10. Modality / E. Possible worlds / 1. Possible Worlds / b. Impossible worlds
Belief in impossible worlds may require dialetheism [Schaffer,J]
     Full Idea: One motivation for dialetheism is the view that there are impossible worlds.
     From: Jonathan Schaffer (On What Grounds What [2009], 2.3)
11. Knowledge Aims / B. Certain Knowledge / 2. Common Sense Certainty
'Moorean certainties' are more credible than any sceptical argument [Schaffer,J]
     Full Idea: A 'Moorean certainty' is when something is more credible than any philosopher's argument to the contrary.
     From: Jonathan Schaffer (On What Grounds What [2009], 2.1)
     A reaction: The reference is to G.E. Moore's famous claim that the existence of his hand is more certain than standard sceptical arguments. It sounds empiricist, but they might be parallel rational truths, of basic logic or arithmetic.

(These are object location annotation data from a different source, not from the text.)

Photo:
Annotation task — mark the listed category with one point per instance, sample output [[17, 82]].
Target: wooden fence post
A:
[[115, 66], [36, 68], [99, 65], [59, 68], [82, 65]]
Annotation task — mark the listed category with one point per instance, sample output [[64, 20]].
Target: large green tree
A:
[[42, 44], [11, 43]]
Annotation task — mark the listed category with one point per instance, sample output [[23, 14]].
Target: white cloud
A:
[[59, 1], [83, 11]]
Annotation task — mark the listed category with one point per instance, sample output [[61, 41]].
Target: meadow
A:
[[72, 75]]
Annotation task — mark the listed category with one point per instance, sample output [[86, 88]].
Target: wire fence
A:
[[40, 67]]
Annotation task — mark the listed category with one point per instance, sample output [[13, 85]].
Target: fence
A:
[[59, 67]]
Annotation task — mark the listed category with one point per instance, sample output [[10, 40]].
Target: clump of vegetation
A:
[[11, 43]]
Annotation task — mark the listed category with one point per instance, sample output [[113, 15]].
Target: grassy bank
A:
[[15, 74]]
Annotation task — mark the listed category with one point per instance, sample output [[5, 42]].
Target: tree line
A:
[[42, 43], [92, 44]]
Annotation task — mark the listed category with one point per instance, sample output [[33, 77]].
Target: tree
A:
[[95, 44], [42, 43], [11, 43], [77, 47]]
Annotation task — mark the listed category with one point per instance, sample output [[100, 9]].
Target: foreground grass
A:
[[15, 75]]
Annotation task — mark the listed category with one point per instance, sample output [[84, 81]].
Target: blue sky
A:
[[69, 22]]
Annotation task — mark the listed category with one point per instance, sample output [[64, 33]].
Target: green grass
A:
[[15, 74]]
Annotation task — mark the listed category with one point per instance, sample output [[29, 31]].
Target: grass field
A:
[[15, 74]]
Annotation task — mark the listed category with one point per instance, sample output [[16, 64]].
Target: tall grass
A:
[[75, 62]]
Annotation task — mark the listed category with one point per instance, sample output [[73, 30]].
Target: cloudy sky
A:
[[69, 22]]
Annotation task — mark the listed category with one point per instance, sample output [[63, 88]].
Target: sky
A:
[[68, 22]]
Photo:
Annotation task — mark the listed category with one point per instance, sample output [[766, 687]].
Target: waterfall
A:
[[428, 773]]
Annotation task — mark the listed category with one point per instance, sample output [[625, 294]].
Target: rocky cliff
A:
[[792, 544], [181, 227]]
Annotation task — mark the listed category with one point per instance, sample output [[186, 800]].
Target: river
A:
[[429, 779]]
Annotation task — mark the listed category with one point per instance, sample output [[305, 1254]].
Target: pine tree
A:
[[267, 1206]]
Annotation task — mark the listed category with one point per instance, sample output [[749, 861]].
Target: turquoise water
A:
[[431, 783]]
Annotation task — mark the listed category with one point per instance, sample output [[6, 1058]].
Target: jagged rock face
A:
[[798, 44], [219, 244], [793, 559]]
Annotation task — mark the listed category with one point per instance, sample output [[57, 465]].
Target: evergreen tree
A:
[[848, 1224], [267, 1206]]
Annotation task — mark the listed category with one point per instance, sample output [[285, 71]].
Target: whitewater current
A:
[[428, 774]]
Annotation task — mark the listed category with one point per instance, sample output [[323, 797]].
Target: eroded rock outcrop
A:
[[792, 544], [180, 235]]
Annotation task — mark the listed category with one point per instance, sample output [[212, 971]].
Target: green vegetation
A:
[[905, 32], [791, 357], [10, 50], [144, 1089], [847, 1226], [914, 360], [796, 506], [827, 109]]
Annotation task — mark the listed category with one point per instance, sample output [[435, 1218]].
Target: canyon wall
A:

19. Language / F. Communication / 3. Denial
We learn 'not' along with affirmation, by learning to either affirm or deny a sentence [Rumfitt]
     Full Idea: The standard view is that affirming not-A is more complex than affirming the atomic sentence A itself, with the latter determining its sense. But we could learn 'not' directly, by learning at once how to either affirm A or reject A.
     From: Ian Rumfitt ("Yes" and "No" [2000], IV)
     A reaction: [compressed] This seems fairly anti-Fregean in spirit, because it looks at the psychology of how we learn 'not' as a way of clarifying what we mean by it, rather than just looking at its logical behaviour (and thus giving it a secondary role).
26. Natural Theory / C. Causation / 3. Final causes
Power rules in efficient causes, but wisdom rules in connecting them to final causes [Leibniz]
     Full Idea: In all of nature efficient causes correspond to final causes, because everything proceeds from a cause which is not only powerful, but wise; and with the rule of power through efficient causes, there is involved the rule of wisdom through final causes.
     From: Gottfried Leibniz (Metaphysical conseqs of principle of reason [1712], §5)
     A reaction: Nowadays this carrot-and-stick view of causation is unfashionable, but I won't rule it out. The deepest 'why?' we can ask won't just go away. This unity by a divine mind strikes me as too simple, but Leibniz is right to try to unify Aristotelian causes.